= Newmark Ground Water Contamination =

The Newmark Groundwater Contamination Site is a Superfund site located at the base of the San Bernardino Mountains in Southern California. The contamination was discovered in 1980 and resulted in the closing of 20 water supply wells and intensive cleanup efforts in the following years. More than 25 percent of the San Bernardino municipal water supply has been affected by the water contamination since its discovery. The source of the contamination is attributed to a World War II Army landfill and depot, used from 1942 to 1947.

== History ==
The Superfund site was the location of the U.S. Army's Camp Ono from 1942 to 1947, used for housing Italian Prisoners of War and was later converted to a truck and munitions cleaning site. Several of the solvents used in the cleaning process were later discovered to be toxic.

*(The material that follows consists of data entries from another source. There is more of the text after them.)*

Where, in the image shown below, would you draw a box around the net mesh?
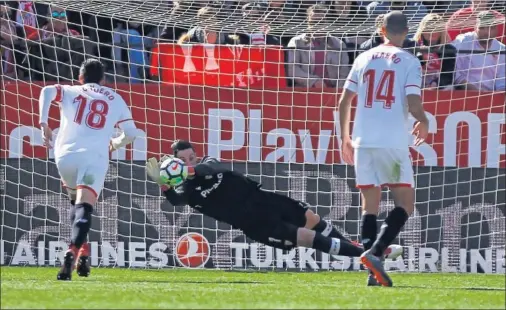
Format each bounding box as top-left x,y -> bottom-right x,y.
0,0 -> 506,273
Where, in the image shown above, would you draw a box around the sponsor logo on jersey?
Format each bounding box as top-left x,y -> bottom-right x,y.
82,174 -> 95,185
174,232 -> 211,268
200,173 -> 223,198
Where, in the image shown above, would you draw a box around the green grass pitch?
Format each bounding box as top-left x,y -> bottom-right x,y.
0,267 -> 505,309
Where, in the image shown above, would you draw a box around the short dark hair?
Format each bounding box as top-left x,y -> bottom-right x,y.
79,58 -> 104,84
170,140 -> 195,156
383,11 -> 408,35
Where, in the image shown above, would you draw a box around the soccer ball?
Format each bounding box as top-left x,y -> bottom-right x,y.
160,158 -> 188,187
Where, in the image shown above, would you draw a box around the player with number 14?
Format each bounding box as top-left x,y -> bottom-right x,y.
39,59 -> 138,280
339,11 -> 429,286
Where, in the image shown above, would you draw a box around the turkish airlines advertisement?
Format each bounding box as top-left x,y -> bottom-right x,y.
0,83 -> 506,168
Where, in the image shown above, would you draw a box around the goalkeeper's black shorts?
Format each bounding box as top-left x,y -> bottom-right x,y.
239,189 -> 308,249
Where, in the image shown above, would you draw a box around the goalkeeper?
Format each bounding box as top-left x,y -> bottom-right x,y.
146,140 -> 402,258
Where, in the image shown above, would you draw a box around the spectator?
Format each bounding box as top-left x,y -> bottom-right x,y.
112,22 -> 147,83
452,11 -> 506,91
287,5 -> 350,88
265,0 -> 294,46
366,0 -> 428,23
239,2 -> 280,45
446,0 -> 506,44
332,0 -> 367,22
0,5 -> 19,78
360,15 -> 415,51
27,6 -> 96,80
160,1 -> 188,42
413,13 -> 456,89
178,7 -> 239,44
332,0 -> 369,63
423,0 -> 467,14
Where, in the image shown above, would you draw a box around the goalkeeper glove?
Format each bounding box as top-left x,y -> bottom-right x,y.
146,155 -> 172,186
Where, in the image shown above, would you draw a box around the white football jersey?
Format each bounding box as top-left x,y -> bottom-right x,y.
344,44 -> 422,149
54,83 -> 135,158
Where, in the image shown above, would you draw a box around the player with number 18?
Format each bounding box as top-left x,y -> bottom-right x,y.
39,59 -> 141,280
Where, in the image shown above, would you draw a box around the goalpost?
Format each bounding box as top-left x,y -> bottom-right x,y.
0,0 -> 506,273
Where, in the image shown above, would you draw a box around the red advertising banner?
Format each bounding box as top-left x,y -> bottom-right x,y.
0,83 -> 506,168
150,43 -> 286,89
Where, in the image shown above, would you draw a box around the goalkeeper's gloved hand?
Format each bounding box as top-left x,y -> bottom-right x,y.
146,155 -> 172,186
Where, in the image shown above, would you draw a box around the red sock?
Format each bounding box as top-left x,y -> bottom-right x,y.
79,242 -> 90,256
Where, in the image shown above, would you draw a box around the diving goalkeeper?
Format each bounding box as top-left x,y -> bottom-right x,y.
146,140 -> 402,264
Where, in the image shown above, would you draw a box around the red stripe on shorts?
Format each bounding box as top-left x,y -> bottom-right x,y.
381,183 -> 412,188
77,185 -> 98,197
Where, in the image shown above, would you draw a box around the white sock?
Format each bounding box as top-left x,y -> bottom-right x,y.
329,238 -> 341,255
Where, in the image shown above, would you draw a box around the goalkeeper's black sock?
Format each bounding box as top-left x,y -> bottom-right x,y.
361,214 -> 378,251
70,203 -> 93,249
313,219 -> 351,243
313,233 -> 364,257
70,200 -> 76,225
371,207 -> 409,257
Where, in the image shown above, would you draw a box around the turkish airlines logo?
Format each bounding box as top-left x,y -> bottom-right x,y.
175,233 -> 211,268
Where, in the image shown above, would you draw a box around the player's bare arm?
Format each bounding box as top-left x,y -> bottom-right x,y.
339,89 -> 356,165
407,95 -> 429,146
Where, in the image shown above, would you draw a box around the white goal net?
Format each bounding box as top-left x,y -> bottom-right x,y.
0,0 -> 506,273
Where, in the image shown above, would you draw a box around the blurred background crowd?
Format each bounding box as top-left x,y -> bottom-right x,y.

The Newmark Groundwater Contamination Site resides on part of a groundwater aquifer that supplies water to the cities of San Bernardino, Colton, Loma Linda, Fontana, Rialto, and Riverside. Many of the wells responsible for supplying water to these areas lay down gradient from the two contamination plumes that resulted from the pollution.

In 1980, two volatile organic compounds (VOCs), trichloroethylene (TCE) and tetrachloroethylene (PCE) were discovered at the Newmark well fields. Exposure to PCE and TCE is associated with adverse health effects such as Central Nervous System depression, neurological, lung, kidney, and heart effects, and increased cancer risk. The federal standards for TCE and PCE require that all drinking water must be below 5 parts per billion and levels discovered during the contamination were in the hundreds of parts per billion.

== Clean-up ==
In 1993, the EPA took actions to pump and treat millions of gallons of contaminated water to control the spread of pollution plumes into other parts of the aquifer. The water was treated using conventional carbon adsorption and is projected to take several more decades.

== Legal actions ==
In 1996, the city of San Bernardino sued the federal government for the Army's involvement in the contamination of the groundwater. After an eight-year legal battle, the Army settled for $69 million to be used for continued groundwater treatment and cleanup. The city is required to use these funds to maintain the EPA's groundwater treatment facilities and to expand the city's water treatment plants.